A security-focused browser extension designed to safeguard users against malicious links and phishing attempts within Gmail. It intercepts interactions with links and buttons, providing two distinct modes of protection.
[image:23]
- Popup Confirmation: When clicking any link or button, a system dialog appears showing the full destination URL and asking for explicit confirmation.
- Deny Mode: Completely disables all links and buttons. It extracts the destination URL and displays it in a secure, copy-pasteable text box below the element, preventing accidental navigation.
- Gmail Integration: Custom-built to handle Gmail's complex dynamic loading and table-based button structures (such as Amazon tracking buttons).
- Persistent Settings: Your preferred protection mode is saved across browser sessions using Chrome's sync storage.
- Warning Banners: Display prominent warning banners on emails from non-trusted senders.
- Trusted Domains & Emails: Whitelist trusted senders and domains to bypass protection for legitimate emails.
- Clone this repository or download the source code as a ZIP.
- Open Google Chrome and navigate to
chrome://extensions/. - Enable Developer mode using the toggle in the top-right corner.
- Click Load unpacked and select the folder containing the extension files.
- Clone this repository or download the source code as a ZIP.
- Open Firefox and navigate to
about:debugging#/runtime/this-firefox. - Click "Load Temporary Add-on".
- Select the
manifest.jsonfile from your extension folder.
Note: This extension is currently in development. To use it, follow the developer installation steps above.
- Click the extension icon in the browser toolbar to open the settings popup.
- Select your preferred mode:
- Popup confirmation: Intercepts clicks and asks "Do you want to navigate to this URL?".
- Deny links: Renders links unclickable and displays the URL as plain text.
- Optional: Enable warning banners to display caution messages on non-trusted emails.
- Optional: Add trusted domains (e.g.,
amazon.com) or email addresses (e.g.,user@company.com) to your whitelist. - Refresh your Gmail tab for the settings to take effect immediately.
manifest.json: Extension configuration and permissions.content.js: The core logic that scans emails and protects links.popup.html/js: The user interface for toggling protection modes and managing trusted lists.icon.png: The extension's visual identifier.
This extension runs locally on your browser.
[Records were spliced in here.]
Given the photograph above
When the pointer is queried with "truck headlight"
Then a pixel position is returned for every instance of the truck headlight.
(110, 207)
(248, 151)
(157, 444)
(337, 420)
It does not track your browsing history or send your email data to any external servers. It requires storage permissions only to save your mode preference and trusted list.
This project is licensed under the MIT License.
Copyright (c) 2026
Permission is hereby granted, free of charge, to any person obtaining a copy of this software and associated documentation files (the "Software"), to deal in the Software without restriction, including without limitation the rights to use, copy, modify, merge, publish, distribute, sublicense, and/or sell copies of the Software, and to permit persons to whom the Software is furnished to do so, subject to the following conditions:
The above copyright notice and this permission notice shall be included in all copies or substantial portions of the Software.
THE SOFTWARE IS PROVIDED "AS IS", WITHOUT WARRANTY OF ANY KIND, EXPRESS OR IMPLIED, INCLUDING BUT NOT LIMITED TO THE WARRANTIES OF MERCHANTABILITY, FITNESS FOR A PARTICULAR PURPOSE AND NONINFRINGEMENT.
This tool is an additional layer of security and should not be your only defense against phishing. Always exercise caution when interacting with emails. The developers are not responsible for any security breaches or display issues occurring while using this extension.